Apply Intel Optimizations to KServe by patching the serving runtimes to use Serving Containers with Intel Optimizations via kubectl apply -f patch.yaml

Note

You can modify this patch.yaml file to change the serving runtime pod configuration.

Create an Endpoint

  1. Create a volume with the follow file configuration:

    my-volume
    ├── config
    │   └── config.properties
    └── model-store
        └── my-model.mar
    
  2. Modify your TorchServe Server Configuration with a model snapshot like the following:

    ...
    enable_metrics_api=true
    metrics_mode=prometheus
    model_store=/mnt/models/model-store
    model_snapshot={"name":"startup.cfg","modelCount":1,"models":{"mnist":{"1.0":{"defaultVersion":true,"marName":"mnist.mar","minWorkers":1,"maxWorkers":5,"batchSize":1,"responseTimeout":120}}}}
    

    The model snapshot MUST contain the keys defaultVersion, marName, minWorkers, maxWorkers, batchSize, and responseTimeout. Even if your model .mar includes those keys.

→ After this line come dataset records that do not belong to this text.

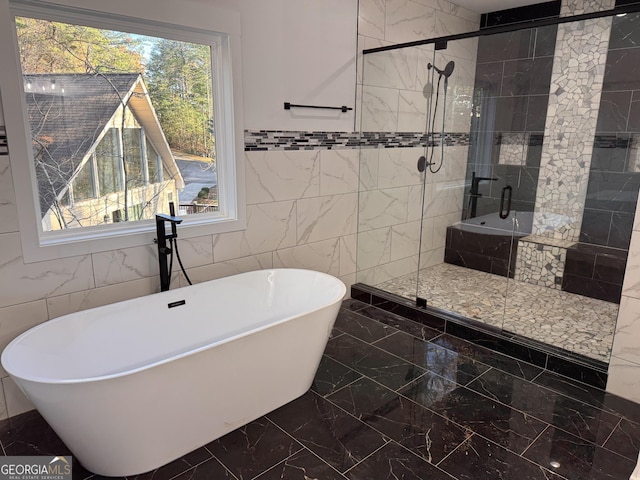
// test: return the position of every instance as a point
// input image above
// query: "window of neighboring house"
(147, 97)
(84, 183)
(154, 163)
(133, 158)
(108, 163)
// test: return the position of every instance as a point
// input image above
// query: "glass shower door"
(393, 122)
(465, 252)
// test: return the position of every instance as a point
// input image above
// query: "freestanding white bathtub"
(134, 385)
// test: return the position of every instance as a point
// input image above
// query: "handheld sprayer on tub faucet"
(165, 250)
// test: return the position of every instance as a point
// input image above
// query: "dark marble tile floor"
(394, 399)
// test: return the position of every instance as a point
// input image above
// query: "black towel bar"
(289, 106)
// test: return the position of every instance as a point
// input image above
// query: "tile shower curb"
(554, 359)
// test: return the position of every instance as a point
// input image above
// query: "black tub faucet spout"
(474, 193)
(165, 250)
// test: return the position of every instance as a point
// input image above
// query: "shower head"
(448, 69)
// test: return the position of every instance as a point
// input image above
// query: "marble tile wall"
(395, 90)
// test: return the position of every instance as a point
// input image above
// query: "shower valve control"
(423, 164)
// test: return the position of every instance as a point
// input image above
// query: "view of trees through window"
(121, 124)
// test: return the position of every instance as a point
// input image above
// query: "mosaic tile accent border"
(4, 146)
(263, 140)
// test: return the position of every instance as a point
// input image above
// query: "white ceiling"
(484, 6)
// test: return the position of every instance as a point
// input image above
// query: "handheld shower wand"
(446, 73)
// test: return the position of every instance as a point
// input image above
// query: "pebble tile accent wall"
(541, 261)
(4, 147)
(576, 86)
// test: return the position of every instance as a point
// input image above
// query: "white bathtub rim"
(132, 371)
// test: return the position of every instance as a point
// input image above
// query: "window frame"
(198, 23)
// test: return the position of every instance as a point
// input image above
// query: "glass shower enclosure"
(499, 176)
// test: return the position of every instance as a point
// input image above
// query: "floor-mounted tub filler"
(134, 385)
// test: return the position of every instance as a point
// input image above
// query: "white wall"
(302, 206)
(302, 52)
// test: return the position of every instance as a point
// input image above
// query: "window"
(116, 107)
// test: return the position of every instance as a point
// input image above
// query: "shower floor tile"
(575, 323)
(393, 400)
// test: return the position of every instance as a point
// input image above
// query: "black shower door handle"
(502, 197)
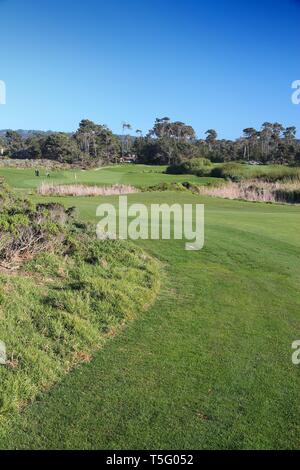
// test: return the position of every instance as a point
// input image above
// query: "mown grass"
(56, 311)
(209, 366)
(135, 175)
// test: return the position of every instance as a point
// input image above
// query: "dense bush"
(195, 166)
(63, 293)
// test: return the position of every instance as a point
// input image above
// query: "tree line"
(168, 142)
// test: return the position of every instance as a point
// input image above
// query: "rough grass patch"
(49, 189)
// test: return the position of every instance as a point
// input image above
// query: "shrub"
(195, 166)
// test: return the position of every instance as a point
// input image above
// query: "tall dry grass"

  3. Create a new endpoint

    apiVersion: "serving.kserve.io/v1beta1"
    kind: "InferenceService"
    metadata:
      name: "ipex-torchserve-sample"
    spec:
      predictor:
        model:
          modelFormat:
            name: pytorch
          protocolVersion: v2
          storageUri: pvc://my-volume
  4. Test the endpoint

    curl -v -H "Host: ${SERVICE_HOSTNAME}" http://${INGRESS_HOST}:${INGRESS_PORT}/v2/models
  5. Make a Prediction Use this python script to convert your input to a bytes format:

    import base64
    import json
    import argparse
    import uuid
    
    parser = argparse.ArgumentParser()
    parser.add_argument("filename", help="converts image to bytes array", type=str)
    args = parser.parse_args()
    
    image = open(args.filename, "rb")  # open binary file in read mode
    image_read = image.read()
    image_64_encode = base64.b64encode(image_read)
    bytes_array = image_64_encode.decode("utf-8")
    request = {
        "inputs": [
             {
                 "name": str(uuid.uuid4()),
                 "shape": [-1],
                 "datatype": "BYTES",
                 "data": [bytes_array],
             }
        ]
     }
    
     result_file = "{filename}.{ext}".format(
         filename=str(args.filename).split(".")[0], ext="json"
     )
     with open(result_file, "w") as outfile:
         json.dump(request, outfile, indent=4, sort_keys=True)

    Using the script will produce a json file to use as a prediction payload:

    curl -v -H "Host: ${SERVICE_HOSTNAME}" -X POST \
    http://${INGRESS_HOST}:${INGRESS_PORT}/v2/models/${MODELNAME}/infer \
    -d @./${PAYLOAD}.json

Tip

You can find your SERVICE_HOSTNAME in the KubeFlow UI with the copy button and removing the http:// from the url.

Tip

You can find your ingress information with kubectl get svc -n istio-system | grep istio-ingressgateway and using the external IP and port mapped to 80.